A utility function $U$ whose corresponding relative risk aversion function is a linear, increasing function satisfies the differential equation
$-x\frac{U''(x)}{U'(x)}=ax+b$
for some constants $a>o$ and $b\in \mathbf{R}$
Show that
$U(x)=c \int _0 ^x t^{-b}e^{-at} dt$, where $c>0$ is an arbitrary constant.
I massaged the equation so it becomes friendly.

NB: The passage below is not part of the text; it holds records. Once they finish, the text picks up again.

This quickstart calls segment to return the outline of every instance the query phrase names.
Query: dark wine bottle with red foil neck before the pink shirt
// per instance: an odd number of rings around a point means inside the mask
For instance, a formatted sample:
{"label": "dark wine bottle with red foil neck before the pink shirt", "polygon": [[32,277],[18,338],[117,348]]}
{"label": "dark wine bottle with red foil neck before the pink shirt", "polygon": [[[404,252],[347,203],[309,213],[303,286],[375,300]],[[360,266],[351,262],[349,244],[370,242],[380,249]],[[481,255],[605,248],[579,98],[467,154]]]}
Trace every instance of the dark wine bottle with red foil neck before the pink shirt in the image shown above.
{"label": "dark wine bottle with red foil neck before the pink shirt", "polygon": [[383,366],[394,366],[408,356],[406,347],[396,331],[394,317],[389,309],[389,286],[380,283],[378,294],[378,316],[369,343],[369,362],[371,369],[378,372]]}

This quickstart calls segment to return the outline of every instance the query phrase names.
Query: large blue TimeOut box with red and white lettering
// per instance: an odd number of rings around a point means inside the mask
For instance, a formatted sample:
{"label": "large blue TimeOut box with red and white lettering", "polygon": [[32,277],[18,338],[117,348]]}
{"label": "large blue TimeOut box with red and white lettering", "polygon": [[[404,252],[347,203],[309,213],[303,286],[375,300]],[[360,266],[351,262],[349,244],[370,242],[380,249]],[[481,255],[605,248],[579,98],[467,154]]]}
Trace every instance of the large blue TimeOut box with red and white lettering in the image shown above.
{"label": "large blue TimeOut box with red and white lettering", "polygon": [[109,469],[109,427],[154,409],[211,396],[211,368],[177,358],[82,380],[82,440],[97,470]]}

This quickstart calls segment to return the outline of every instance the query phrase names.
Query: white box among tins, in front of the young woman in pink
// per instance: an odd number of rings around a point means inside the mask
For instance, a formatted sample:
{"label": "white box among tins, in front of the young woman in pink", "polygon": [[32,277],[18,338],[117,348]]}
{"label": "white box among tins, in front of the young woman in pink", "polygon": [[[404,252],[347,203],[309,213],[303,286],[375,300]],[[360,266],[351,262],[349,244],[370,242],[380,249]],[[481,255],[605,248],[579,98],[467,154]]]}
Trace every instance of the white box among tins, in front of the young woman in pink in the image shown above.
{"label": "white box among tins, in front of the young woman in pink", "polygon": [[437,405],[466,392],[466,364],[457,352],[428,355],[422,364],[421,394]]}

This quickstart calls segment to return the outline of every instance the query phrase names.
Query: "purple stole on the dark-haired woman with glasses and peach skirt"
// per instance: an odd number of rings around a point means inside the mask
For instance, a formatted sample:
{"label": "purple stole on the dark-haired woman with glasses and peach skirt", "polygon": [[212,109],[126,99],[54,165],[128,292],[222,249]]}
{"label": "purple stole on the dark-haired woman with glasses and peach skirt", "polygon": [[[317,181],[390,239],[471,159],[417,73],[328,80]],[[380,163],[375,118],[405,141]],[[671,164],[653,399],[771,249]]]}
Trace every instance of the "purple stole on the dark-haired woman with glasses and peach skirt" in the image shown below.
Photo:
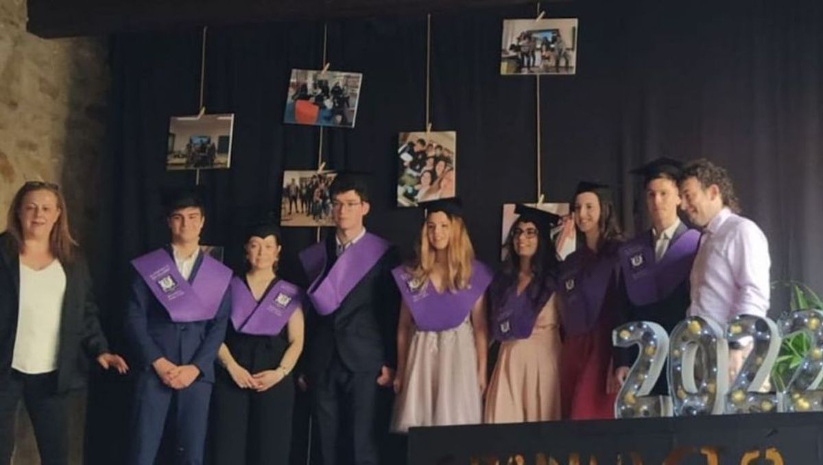
{"label": "purple stole on the dark-haired woman with glasses and peach skirt", "polygon": [[[532,335],[537,315],[555,292],[553,280],[546,277],[542,279],[545,283],[532,278],[532,282],[518,295],[516,279],[507,280],[503,274],[495,277],[495,284],[500,285],[492,284],[489,291],[491,337],[504,342],[528,339]],[[511,281],[509,286],[504,285],[504,280]],[[541,285],[545,287],[540,289]]]}

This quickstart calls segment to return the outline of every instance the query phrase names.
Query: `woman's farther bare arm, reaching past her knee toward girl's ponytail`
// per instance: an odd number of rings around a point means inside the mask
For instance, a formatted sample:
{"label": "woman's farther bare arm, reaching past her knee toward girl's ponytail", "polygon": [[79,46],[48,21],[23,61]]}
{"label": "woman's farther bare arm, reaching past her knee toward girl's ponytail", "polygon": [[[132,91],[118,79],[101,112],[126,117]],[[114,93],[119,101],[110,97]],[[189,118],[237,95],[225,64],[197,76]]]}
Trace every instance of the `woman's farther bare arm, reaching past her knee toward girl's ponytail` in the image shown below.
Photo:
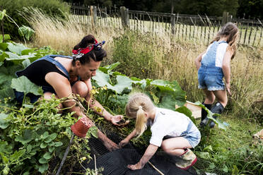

$-x \frac{d^2U}{dx^2}=(ax+b)\frac{dU}{dx}$
Letting $\frac{dU}{dx}=v$
$ -x\frac{dv}{dx}=(ax+b)v$
Dividing by $(-x)$
$ \frac{dv}{dx}+axv=-\frac{b}{x}v$
$ \frac{dv}{dx}+\frac{b}{x}v=-axv$
I.F
$e^{\int \frac{b}{x} dx}=x^b$
$\therefore vx^b=b\int x^ba dx$
$\therefore v= \frac{a}{b+1}x+Cx^{-b}$
$U=\int \frac{a}{b+1}x+Cx^{-b}$
But the answer is
$U(x)=c\int^x_0 t^{-b}e^{-at}dt$
I cannot understand where the $t$ comes to sit in the equation.
$$-x \frac{d^2U}{dx^2}=(ax+b)\frac{dU}{dx}$$
Letting $\frac{dU}{dx}=v$
$$-x \frac{dv}{dx}=(ax+b)v$$
Rearranging
$$-\frac{x}{v} \frac{dv}{dx}=(ax+b)$$
$$ -\int\frac{1}{v} dv= \int (a+\frac{b}{x}) dx $$
$$ v=e^{-ax}x^b$$
By taking $t$ as a dummy variable.
$$U(x)= \int ^x_0(e^{-at}t^{-b}) dt$$